Call for Papers
Journal of Australian Political Economy special issue
Reversing the Resource Curse? Energy Transition and Decolonisation
Editors: Nicole Gooch, Ruchira Talukdar, James Goodman and Stuart Rosewarne
Below-ground deposits – minerals, oil and gas – are described as forms of wealth, as ‘resources’, to denote their value. Yet resource-rich countries are often afflicted with a resource ‘curse’, where dependency on resource extraction, expropriation and commodification can compromise connections to land and especially undermine Indigenous cultures, and at the same time skew the economy limiting prospects for human development and ecological sustainability. Such countries struggle to retain benefits from the process of extracting resource rents, the ‘free gift’ of ecology, which can denude the economy as well as degrade the environment. Often governments seek to move away from dependency, diversifying the economy and converting extractivist ‘rust belts’. These efforts at reversing the ‘curse’ are longstanding, and in some cases have been effective in opening new trajectories for social change and development.

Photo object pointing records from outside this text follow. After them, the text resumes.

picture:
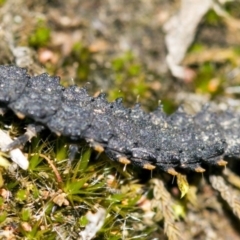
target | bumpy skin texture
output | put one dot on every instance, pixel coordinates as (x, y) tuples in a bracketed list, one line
[(149, 140)]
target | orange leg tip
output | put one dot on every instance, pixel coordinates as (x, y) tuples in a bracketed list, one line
[(124, 160), (149, 166), (98, 148), (222, 163), (199, 169), (20, 115), (172, 171)]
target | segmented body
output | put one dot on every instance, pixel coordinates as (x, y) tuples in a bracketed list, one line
[(149, 140)]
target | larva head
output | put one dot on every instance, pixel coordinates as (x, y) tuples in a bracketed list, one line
[(13, 81)]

With an intensifying socio-ecological crisis and the widening challenge to ethno-global apartheid, extractivism is increasingly contested. Destruction of Indigenous culture in the name of extraction has become highly politicised, as have efforts at extracting resources in decolonising contexts. Challenges to racialised and unequal displacements, of local culture and livelihood, have meshed with growing concerns about impacts on the environment, already widely degraded under climate change. The emergence of alternative development pathways, with reduced ecological impacts, has only increased the pressure on existing extractivist models.
The global energy transition has sharpened the critique of fossil fuel dependence, intensifying the focus on the destructive impacts of extraction through the supply chain to combustion. At the same time, the growing development of renewable energy is not immune from critique. Wind, hydro and solar power require access to land. Further, renewable ‘resources’ are also not unlimited and can rely on expanded extraction of key minerals. The consequences of the turn from fossil fuels to renewables are widespread for cities, regions and countries, and engender a wide and deepening debate about ‘just transitions’. Contesting new resource curses, post-fossil fuels, can open new agendas for energy democracy, for decarbonised de-growth, and other transformations beyond the corporate-led ‘green economy’.
The forthcoming special issue of the Journal of Australian Political Economy seeks papers that consider these themes. Specifically, papers should address debates about overcoming the resource curse with emerging agendas for contesting extractivism and advancing energy transition. In addition, papers may seek to map-out the impacts of alternative models and assess the impacts of ‘reversing the resource curse’, for climate, livelihood and decolonisation.
Instructions to Authors
Papers should be up to 7,000 words (including references), and formatted according to the guidelines stipulated here.
Please include an abstract of 40-80 words along with all submissions.
Manuscripts should be sent to James Goodman (james.goodman@uts.edu.au).
All contributions will go through a double-blind refereeing process to determine their suitability for publication.
Deadline for Submissions: 12 April, 2021.